Real Estate Firms Delay Plans

Most Indian developers have hit the brakes on fresh land acquisitions as a slide in the stock market, rise in interest rates and aggressive demands of the private equity investors have limited funding options.

After five years of boom, real estate firms in India are grappling with tepid sales and cash crunches as inflated property prices and interest rates at near-decade highs scare away buyers.

“The aggression for acquiring land has disappeared. Deal volumes are down 35% to 40%, though prices still haven’t moved significantly,” said Anuj Puri, who heads property consultant Jones Lang LaSalle Meghraj.

“My land division guys are crying.” This is a sharp turnaround from as recent as a year ago, when property firms, flush with funds from public offers or advance bookings, rushed to bid for land parcels, even at distant locations in metros, and in second-tier towns.

Even mid-size developers in India say they hold land reserves of 60-100 million square feet, sufficient for projects planned in the next 3-4 years.

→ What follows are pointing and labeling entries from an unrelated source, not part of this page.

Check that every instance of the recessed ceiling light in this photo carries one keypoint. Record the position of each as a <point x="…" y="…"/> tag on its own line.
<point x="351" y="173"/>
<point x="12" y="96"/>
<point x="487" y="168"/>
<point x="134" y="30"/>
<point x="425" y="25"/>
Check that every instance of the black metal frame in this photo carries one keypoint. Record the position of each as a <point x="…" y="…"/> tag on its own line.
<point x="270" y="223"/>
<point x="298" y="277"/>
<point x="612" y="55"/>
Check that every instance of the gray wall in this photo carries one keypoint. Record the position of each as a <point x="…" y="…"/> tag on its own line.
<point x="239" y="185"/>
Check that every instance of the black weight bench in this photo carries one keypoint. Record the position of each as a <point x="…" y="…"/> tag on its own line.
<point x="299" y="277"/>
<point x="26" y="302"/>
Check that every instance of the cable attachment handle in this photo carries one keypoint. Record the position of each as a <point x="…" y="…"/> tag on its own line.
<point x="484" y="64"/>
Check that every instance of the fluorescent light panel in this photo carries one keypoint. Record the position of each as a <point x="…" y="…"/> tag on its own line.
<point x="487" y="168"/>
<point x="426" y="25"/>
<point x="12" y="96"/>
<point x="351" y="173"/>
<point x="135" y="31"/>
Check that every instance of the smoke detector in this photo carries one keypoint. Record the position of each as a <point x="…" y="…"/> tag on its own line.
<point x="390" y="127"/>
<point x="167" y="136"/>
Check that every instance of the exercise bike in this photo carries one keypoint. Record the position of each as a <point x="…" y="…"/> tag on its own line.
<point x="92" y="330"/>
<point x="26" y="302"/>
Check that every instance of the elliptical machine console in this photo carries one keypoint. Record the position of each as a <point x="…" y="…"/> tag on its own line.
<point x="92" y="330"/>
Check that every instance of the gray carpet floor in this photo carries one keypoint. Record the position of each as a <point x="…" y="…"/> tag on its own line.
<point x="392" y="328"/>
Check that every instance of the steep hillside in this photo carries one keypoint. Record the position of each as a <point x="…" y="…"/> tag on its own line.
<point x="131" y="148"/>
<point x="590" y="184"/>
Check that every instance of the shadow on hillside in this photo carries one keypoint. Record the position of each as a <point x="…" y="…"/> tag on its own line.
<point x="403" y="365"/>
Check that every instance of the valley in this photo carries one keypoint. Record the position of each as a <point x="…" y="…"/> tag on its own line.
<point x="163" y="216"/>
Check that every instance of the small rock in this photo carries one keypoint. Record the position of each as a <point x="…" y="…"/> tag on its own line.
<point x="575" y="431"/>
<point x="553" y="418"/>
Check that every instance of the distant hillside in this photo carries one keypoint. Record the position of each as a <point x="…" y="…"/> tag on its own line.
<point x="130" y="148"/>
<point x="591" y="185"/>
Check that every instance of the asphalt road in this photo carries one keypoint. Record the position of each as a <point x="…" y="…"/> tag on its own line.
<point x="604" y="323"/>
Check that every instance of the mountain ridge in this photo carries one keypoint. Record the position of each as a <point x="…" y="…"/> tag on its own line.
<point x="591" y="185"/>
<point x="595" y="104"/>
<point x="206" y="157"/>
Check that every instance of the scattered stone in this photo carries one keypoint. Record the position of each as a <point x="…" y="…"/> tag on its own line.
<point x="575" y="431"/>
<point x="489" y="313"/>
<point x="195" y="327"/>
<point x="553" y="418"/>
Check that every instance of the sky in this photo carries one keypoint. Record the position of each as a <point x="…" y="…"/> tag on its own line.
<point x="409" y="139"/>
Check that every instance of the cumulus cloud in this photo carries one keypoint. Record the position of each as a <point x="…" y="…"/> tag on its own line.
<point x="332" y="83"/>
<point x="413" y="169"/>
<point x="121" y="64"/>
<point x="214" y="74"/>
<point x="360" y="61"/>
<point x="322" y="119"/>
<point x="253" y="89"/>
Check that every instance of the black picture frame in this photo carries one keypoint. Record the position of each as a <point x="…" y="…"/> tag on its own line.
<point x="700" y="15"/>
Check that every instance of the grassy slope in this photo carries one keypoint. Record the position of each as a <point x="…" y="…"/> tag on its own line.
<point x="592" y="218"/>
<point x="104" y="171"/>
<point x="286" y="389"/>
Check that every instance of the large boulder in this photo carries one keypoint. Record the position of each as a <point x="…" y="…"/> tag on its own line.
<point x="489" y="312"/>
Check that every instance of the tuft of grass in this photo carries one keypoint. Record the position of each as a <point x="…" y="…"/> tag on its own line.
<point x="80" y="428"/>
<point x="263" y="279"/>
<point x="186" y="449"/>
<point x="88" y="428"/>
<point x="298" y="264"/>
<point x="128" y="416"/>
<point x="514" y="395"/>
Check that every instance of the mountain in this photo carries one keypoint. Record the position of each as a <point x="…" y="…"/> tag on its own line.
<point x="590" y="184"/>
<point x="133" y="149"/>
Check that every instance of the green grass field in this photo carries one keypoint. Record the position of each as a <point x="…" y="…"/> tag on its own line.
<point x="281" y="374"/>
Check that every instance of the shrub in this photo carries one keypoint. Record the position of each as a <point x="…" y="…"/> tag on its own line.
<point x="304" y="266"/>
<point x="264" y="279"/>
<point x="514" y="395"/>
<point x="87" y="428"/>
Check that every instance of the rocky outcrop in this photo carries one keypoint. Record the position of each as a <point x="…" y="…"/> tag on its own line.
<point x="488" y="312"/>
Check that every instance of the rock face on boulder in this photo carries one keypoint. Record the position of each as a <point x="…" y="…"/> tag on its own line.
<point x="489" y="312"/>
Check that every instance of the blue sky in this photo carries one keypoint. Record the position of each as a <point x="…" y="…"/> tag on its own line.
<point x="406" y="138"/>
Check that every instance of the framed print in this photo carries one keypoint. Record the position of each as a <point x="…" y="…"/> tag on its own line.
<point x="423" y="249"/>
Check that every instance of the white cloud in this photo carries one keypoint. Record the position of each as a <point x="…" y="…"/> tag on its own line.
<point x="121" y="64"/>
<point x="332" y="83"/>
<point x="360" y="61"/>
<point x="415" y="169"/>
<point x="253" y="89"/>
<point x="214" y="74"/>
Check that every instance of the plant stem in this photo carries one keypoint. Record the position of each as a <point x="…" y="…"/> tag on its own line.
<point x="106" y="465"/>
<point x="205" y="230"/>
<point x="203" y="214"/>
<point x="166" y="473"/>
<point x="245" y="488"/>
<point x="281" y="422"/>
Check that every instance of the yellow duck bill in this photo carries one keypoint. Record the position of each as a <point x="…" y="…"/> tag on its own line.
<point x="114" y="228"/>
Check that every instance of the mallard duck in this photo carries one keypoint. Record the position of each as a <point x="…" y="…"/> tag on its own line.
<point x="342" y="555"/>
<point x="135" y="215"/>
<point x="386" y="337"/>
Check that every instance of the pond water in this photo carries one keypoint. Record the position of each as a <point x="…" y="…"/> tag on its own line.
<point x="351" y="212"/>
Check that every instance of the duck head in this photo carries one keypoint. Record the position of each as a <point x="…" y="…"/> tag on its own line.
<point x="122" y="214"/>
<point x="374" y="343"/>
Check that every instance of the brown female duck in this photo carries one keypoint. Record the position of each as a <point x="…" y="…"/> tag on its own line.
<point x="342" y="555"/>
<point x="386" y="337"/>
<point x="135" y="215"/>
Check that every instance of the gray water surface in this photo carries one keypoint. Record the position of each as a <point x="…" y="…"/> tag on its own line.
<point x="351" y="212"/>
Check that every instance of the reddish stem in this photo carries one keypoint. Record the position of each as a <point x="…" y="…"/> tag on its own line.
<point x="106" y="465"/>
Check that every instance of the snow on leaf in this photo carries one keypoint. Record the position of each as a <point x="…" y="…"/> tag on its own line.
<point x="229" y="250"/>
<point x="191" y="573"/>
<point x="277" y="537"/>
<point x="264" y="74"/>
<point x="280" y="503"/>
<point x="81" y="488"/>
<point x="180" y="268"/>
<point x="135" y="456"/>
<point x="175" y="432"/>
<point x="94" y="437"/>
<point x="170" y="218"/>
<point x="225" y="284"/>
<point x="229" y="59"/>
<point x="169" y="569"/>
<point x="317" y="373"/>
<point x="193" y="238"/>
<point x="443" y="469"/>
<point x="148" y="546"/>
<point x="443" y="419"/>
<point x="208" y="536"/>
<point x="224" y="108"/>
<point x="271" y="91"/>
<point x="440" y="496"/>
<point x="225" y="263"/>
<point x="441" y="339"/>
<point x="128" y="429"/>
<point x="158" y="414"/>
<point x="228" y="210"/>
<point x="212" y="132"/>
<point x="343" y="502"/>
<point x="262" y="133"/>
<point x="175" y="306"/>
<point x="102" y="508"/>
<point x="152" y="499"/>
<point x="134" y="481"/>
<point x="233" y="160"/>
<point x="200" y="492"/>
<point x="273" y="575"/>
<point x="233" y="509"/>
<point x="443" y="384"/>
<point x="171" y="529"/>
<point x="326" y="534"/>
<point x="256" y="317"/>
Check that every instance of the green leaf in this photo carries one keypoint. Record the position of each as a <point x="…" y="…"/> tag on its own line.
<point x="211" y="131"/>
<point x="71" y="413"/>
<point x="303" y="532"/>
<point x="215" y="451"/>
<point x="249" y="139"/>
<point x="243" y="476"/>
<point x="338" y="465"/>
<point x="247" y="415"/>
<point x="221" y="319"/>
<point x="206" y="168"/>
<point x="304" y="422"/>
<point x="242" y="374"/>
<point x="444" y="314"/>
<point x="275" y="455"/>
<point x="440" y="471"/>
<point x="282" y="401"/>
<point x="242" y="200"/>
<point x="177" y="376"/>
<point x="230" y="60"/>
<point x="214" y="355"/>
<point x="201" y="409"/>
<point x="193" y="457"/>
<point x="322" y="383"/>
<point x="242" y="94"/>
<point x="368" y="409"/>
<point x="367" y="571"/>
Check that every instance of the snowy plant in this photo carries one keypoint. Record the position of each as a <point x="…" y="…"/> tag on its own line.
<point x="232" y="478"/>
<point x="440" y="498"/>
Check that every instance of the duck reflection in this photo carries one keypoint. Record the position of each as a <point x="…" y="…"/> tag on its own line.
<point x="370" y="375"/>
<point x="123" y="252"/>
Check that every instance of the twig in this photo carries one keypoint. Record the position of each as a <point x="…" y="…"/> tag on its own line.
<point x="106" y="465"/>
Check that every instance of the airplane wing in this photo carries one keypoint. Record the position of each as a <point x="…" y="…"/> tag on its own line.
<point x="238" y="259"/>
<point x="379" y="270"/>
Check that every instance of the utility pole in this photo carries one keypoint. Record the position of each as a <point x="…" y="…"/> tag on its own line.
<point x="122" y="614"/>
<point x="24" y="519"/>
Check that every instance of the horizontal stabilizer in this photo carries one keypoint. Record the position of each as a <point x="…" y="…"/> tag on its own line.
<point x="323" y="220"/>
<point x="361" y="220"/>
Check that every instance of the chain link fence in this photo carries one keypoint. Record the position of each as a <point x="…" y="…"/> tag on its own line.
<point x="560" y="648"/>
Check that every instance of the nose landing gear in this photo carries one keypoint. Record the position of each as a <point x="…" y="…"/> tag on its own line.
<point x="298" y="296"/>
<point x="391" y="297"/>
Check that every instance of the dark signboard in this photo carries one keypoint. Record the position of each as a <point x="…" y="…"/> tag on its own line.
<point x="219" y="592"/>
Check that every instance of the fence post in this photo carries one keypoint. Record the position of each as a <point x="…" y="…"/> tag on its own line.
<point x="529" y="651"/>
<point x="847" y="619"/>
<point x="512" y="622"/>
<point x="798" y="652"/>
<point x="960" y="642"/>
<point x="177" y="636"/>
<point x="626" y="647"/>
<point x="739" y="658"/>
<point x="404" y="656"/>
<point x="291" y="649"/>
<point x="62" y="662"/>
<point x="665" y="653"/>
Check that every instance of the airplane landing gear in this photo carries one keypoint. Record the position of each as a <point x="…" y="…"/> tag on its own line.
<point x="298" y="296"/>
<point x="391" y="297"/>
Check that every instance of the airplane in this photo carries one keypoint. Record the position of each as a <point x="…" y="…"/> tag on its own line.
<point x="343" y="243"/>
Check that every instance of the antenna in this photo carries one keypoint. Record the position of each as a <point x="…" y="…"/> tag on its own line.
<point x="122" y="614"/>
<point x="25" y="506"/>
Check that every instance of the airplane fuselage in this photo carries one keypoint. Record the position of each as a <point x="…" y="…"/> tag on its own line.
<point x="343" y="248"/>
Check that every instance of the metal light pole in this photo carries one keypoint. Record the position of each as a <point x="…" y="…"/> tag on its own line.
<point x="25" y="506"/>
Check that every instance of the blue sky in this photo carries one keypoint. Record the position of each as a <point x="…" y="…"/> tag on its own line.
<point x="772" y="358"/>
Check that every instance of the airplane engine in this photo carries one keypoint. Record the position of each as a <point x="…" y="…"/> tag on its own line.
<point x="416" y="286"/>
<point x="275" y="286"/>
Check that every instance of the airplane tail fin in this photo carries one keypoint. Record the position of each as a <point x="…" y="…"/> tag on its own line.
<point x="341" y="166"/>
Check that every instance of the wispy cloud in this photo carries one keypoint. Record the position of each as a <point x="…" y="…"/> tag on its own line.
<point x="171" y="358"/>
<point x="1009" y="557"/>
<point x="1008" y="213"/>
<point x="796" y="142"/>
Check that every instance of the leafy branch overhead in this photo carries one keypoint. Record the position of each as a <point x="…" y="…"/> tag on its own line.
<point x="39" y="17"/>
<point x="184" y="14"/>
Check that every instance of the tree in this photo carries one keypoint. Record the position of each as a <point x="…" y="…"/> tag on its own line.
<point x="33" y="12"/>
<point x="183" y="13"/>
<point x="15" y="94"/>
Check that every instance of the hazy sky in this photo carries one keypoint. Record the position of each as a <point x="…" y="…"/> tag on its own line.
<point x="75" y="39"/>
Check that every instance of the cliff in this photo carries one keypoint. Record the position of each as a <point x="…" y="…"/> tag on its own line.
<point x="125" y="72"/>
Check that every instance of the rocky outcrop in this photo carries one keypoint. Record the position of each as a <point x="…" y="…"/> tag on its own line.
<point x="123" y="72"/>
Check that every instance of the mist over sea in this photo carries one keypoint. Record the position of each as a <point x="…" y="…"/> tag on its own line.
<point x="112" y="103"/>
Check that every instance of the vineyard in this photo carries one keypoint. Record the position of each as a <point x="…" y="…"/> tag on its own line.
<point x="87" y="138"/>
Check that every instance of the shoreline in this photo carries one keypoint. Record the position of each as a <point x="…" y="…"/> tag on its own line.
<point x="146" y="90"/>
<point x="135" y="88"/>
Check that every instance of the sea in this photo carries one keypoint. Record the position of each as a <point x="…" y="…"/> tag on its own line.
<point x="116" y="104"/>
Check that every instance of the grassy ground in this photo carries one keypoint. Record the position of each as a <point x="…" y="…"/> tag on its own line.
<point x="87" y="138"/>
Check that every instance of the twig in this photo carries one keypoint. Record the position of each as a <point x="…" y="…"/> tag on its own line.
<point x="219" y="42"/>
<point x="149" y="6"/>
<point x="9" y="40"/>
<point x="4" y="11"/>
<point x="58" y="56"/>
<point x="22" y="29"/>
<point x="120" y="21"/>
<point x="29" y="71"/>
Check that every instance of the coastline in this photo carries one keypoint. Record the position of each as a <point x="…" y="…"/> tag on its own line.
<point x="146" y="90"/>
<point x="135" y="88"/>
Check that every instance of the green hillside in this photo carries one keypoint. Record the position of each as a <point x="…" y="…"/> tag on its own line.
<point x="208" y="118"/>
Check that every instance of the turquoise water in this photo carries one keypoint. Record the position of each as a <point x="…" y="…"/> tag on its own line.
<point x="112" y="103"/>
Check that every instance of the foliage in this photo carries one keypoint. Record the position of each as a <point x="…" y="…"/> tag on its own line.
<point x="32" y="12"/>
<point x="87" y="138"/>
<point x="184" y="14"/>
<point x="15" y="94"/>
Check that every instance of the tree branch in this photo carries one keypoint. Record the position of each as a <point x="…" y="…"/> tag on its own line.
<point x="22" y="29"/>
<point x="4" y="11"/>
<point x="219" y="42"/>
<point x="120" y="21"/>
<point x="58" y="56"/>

But slumping demand could drive down land prices soon, leading to some distress sales, officials say.

“We have not acquired an inch of land in 9 months. I think by December-January, land prices should soften,” Vyomesh Shah, Managing Director of Akruti City told last month. Analysts say that shortage of cash has also forced developers to put off new project launches and delay work on current projects. Some planned projects may not even materialize.

“Developers normally did construction through booking advances for planned projects. Sales are down, so obviously there are delays,” said an analyst at a Mumbai-based brokerage that has revised downward target price on sector stocks by 15% to 25%.

Rising inflation and an expected slowing of the economy will only worsen the situation, say analysts, who are now reviewing their target prices on these stocks. An analyst at a domestic brokerage said it had recently changed valuation methodology to net-asset-value basis, which had led to some downward revision in target prices. The new method values companies based on current assets rather than future cash flows, he added. CLSA lowered its net asset value estimate for HDIL by 29%, citing higher costs on account of rising interest rates.